Chascham, the water saving device that can reduce flow by as much as 42%.
In April, Green Prophet had a chance to go from door to door with Vered Hatab, a water savings advisor hired by the Milgam Municipal Services company to sell Israelis on using less water.
Hatab, 23, was lugging a case full of plumbing tools through apartment buildings in Herzliya. Dressed in a light blue button-down blouse, a brown skirt and black sneakers, she made her pitch to the residents.
“I want to talk to you about the water shortage in Israel,” she said, as an elderly woman in a housedress poked her head out the door. “Can I come in?”
Hatab is part of a team of 45 water saving advisors deployed in 20 Israeli cities. They knock on doors for five hours in the afternoon, offering water tips and installing chaschams, which are small metal cylinders that reduce water flow by up to 42 percent while using air to maintain the same pressure.
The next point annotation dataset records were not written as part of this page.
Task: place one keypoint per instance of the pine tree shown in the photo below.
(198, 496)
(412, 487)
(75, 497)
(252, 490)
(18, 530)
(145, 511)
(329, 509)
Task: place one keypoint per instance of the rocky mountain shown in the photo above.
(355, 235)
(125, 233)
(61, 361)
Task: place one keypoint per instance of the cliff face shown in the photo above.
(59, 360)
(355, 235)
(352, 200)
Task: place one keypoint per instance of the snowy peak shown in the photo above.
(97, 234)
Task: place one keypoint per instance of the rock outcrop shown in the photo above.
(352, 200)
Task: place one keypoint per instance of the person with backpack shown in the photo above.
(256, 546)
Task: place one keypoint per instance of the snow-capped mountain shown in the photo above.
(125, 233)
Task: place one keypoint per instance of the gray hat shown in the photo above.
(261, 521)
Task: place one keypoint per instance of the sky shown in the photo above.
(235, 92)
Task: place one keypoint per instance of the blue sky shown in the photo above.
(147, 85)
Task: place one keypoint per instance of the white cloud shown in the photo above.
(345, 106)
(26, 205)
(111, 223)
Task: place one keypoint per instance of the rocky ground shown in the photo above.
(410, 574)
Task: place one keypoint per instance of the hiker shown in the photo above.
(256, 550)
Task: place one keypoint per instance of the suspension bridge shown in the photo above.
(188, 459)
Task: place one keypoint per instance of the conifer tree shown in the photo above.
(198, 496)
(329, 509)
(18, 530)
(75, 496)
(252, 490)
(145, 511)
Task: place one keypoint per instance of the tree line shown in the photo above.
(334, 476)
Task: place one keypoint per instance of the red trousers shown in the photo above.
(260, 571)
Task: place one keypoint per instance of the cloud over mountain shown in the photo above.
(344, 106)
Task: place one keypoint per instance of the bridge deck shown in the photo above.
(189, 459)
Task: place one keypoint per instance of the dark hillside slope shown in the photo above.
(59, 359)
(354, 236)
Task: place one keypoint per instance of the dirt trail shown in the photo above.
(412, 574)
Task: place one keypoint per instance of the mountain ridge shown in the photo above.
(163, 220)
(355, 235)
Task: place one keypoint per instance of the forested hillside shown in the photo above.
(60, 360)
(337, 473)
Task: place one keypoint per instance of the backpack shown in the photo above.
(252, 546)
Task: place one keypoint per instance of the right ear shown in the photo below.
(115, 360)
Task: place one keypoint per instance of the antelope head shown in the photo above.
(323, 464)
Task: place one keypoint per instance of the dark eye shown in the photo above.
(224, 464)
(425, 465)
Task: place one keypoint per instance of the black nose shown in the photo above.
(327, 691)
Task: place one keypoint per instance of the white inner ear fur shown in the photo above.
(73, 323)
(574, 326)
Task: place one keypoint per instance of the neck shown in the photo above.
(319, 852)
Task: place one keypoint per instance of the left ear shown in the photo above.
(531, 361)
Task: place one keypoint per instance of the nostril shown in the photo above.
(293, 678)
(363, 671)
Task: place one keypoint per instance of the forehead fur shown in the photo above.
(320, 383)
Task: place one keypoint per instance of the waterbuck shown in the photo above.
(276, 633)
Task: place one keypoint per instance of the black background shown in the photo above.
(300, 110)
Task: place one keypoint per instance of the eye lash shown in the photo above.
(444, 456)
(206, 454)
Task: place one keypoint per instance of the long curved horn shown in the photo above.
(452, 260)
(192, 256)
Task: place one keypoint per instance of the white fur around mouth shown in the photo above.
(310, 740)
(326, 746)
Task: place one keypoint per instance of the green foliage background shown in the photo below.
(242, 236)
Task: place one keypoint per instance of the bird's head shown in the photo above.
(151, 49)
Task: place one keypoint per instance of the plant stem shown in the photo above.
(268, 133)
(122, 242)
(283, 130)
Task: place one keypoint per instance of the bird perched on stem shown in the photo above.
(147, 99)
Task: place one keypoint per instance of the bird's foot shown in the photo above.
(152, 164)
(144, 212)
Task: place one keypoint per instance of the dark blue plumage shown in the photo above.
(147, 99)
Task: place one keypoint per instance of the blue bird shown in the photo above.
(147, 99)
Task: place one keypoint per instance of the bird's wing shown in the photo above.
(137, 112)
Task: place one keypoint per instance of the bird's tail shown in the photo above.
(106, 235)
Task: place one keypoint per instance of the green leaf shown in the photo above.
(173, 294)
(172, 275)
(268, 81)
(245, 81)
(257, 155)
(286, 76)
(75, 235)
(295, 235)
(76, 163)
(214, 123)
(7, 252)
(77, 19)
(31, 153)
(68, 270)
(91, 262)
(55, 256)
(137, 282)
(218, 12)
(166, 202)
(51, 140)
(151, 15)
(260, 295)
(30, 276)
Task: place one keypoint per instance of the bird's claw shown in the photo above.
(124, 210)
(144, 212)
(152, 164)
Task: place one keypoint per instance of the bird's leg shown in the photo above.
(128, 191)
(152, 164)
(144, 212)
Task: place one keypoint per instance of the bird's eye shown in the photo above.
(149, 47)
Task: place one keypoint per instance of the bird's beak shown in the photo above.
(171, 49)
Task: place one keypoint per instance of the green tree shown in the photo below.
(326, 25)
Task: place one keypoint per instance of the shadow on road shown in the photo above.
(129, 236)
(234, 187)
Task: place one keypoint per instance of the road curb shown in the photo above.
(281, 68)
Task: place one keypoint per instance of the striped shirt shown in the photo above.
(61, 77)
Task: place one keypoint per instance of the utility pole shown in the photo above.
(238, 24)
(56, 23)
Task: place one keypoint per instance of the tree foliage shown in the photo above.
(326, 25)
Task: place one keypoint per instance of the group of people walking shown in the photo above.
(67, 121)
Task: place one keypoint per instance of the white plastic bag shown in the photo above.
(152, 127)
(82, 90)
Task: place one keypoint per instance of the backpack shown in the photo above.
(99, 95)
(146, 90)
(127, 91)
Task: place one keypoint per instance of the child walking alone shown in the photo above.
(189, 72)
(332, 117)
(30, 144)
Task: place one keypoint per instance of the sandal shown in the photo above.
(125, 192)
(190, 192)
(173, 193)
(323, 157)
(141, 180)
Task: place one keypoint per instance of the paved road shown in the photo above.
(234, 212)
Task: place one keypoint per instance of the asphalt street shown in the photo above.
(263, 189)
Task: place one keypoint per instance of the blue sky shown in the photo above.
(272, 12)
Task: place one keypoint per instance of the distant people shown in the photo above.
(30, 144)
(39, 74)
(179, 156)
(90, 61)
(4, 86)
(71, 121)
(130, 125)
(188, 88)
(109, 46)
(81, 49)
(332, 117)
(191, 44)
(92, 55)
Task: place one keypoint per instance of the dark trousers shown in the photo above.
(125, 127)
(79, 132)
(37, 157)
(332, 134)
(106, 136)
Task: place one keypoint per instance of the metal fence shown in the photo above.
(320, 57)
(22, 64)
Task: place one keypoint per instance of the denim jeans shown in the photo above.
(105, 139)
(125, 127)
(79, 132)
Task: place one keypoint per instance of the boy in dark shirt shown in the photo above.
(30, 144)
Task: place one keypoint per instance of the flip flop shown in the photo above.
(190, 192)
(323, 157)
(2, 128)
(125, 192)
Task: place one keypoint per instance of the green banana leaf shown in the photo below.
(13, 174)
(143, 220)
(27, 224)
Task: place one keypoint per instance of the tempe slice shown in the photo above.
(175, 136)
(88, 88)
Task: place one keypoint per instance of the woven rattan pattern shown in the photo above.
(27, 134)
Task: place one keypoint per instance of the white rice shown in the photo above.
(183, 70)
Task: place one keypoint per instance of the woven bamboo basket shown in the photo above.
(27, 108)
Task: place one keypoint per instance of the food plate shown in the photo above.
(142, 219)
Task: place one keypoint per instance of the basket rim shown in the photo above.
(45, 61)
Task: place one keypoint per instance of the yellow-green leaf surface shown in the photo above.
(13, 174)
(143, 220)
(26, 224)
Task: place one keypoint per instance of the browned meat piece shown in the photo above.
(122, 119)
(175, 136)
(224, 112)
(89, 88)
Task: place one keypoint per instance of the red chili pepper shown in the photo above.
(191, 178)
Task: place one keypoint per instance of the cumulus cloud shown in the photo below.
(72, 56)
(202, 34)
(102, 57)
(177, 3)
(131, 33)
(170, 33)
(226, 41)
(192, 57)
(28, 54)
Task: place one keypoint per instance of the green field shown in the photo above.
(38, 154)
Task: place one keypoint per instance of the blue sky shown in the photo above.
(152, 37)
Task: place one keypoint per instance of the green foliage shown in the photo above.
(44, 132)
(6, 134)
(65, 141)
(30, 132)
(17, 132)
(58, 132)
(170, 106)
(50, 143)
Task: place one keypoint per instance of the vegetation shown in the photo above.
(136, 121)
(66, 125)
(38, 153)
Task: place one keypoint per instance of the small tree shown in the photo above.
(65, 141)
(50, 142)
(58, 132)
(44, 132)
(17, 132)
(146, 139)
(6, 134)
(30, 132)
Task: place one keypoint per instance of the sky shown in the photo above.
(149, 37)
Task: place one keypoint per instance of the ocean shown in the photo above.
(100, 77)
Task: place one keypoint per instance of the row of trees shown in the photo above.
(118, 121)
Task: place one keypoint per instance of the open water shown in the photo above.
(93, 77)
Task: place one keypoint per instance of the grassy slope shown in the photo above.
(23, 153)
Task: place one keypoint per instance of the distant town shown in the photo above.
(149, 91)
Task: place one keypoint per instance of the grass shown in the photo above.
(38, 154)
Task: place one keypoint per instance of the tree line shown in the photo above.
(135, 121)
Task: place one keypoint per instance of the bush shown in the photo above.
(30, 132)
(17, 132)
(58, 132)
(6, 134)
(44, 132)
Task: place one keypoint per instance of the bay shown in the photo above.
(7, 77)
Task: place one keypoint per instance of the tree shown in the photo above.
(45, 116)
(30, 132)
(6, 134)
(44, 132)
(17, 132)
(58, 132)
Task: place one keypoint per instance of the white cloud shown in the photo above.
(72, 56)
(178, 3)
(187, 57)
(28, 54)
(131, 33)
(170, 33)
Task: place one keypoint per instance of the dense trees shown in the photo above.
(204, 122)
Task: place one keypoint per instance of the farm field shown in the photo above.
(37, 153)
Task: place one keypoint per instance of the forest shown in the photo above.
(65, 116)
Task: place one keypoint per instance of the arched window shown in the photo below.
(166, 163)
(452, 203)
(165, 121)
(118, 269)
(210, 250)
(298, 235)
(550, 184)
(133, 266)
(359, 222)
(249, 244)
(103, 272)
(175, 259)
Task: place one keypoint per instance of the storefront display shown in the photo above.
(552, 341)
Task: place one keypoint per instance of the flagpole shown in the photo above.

Chascham in Hebrew is a shortening of the words “saves water.” The project started as a pilot in 2007, and if it reduces water demand within this year, it will be rolled out on a nationwide scale.
Israel’s water shortage is pretty dire. Yet one untapped resource is getting consumers to use less of it. On average, Israelis consumer more water per capita than Germans.
On that Thursday, Hatab went into the woman’s living room and started reeling off water facts.
“You have a two-handled toilet? Excellent,” Hatab said to her customer. “Ok, let’s talking about water for drinking and cooking, you can save 20 percent. There’s a phenomenon of leaving the faucet running [while you wash dishes]. It goes through nine liters a minute. In the shower, it’s 16 liters a minute.”
Moments later, Hatab was screwing a chascham onto the woman’s faucet. She sold 15 devices that afternoon.
By April, Milgam had installed about 60,000 chaschams, with the average house taking three. The advisors also run school programs on water savings.
Zaki Libi, Milgam’s director of the project, said installing devices is the best way of permanently reducing demand for water because its effect lasts longer than an ad campaign that only runs for a few months.
Similar water-saving projects have been run in Australia, which is suffering from a drought so bad its rice industry has collapsed this year. Since domestic use in Israel accounts for just under 40 percent of the national water budget, projects like this can have a strong impact. Let’s hope they go national – and fast!